It is instead about the potential for being in the wrong place at the wrong time.

And it applies to the upcoming U.S. presidential election in November.

Let's get this out of the way right from the start. This is not an article about politics. Nor is it really about policy for that matter. It is instead about the potential for being in the wrong place at the wrong time. And it applies to the upcoming U.S. presidential election in November.

The U.S. economy is an absolute hulking beast, and there is only so much that any president of the United States - Democrat, Republican, Libertarian or Green - can do beyond at the margins to make it better or worse. At the end of the day, the U.S. economy is going to do what it needs to do regardless of what policies are implemented or how much fresh money is printed. As a result, presidents are often the beneficiaries or victims of circumstance due to the time in the secular economic cycle in which they served. And such is the ominous set up for either candidate that prevails in the 2016 election this fall.

So how exactly could Hillary Clinton end up being the next Herbert Hoover? And why isn't Donald Trump (or Gary Johnson or Jill Stein for that matter - hey, it's an unprecedented political year in many respects, so why not?) being singled out in this manner. Don't get me wrong, they could potentially suffer the same unfortunate fate in the end, but similar presidential parallels are lacking.

The following is the set up for the next president as we head into the upcoming election in November.
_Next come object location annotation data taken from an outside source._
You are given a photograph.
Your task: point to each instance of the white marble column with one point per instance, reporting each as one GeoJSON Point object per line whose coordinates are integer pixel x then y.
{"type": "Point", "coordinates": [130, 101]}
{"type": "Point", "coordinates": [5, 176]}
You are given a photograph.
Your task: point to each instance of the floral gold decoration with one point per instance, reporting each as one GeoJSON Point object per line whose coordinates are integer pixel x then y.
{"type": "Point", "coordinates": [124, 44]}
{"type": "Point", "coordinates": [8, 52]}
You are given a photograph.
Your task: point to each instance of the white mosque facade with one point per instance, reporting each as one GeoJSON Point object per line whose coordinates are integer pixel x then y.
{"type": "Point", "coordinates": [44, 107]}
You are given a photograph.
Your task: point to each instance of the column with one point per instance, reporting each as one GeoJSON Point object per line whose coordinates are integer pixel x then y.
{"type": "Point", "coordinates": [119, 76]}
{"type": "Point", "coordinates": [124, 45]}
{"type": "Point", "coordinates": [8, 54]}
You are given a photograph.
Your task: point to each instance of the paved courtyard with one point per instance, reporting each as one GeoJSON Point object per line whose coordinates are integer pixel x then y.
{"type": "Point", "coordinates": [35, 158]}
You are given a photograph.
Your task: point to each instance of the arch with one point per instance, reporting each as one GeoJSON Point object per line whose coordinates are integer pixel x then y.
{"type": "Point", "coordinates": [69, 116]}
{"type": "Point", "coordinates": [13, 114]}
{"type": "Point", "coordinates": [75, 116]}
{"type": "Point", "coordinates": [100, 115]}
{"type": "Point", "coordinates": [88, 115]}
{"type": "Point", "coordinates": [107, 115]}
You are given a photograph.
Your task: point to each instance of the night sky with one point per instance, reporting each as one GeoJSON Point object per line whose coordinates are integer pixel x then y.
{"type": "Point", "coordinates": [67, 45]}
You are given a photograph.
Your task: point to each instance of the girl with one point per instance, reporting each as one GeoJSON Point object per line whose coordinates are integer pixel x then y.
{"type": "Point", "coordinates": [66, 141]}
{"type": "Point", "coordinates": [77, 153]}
The U.S. economy has been in recovery from the financial crisis since 2009. Although growth has been sluggish, the economy has been on a fairly sustained growth path. Indeed, we have had some hiccups along the way including periods of weakening in 2011 and 2012, but the path has been steadily higher.

Capital markets, on the other hand, have been an absolute party. A raging boozefest if you will. This includes the U.S. stock market (NYSEARCA:SPY), that has roared back to life with a near tripling from its March 2009 lows more than seven years ago now. This also includes the bond market, where U.S. Treasury yields have fallen from over 4% to below 1.5%. For those less familiar with bonds, prices rise when yields fall, and this is a huge move from a total returns perspective with long-term Treasuries (NYSEARCA:TLT) more than doubling in value since the crisis. Get a lampshade on your head, because investment markets are having a party (except for gold (NYSEARCA:GLD), which strangely did not get the invitation)!

So where have we seen this set up before? It was nearly a century ago back in the 1920s. Back then, we had the end of World War I and the Depression of 1920-21 that was followed by a period of sustained economic expansion. Indeed, the economy was experiencing more robust growth at the time outside of two short recessions in 1923-24 and 1926-27. And the policy backdrop of supply-side economics then was in total contrast to the expanding role of government today. Regardless, the economy was still steadily growing then as it is today.

More significantly, capital markets were absolutely roaring in the 1920s as they are today. Of particular note is the U.S. stock market both then and now. Back then, the stock market got to trading at a "frothy" 15-20 times trailing 12 -month as-reported earnings against Treasury yields at around 3.35% toward its peak. Today, stocks are trading at a lustier 25 times trailing 12-month as-reported earnings against Treasury yields at around 1.50%. In short, these were relentlessly strong times for U.S. stock prices in particular.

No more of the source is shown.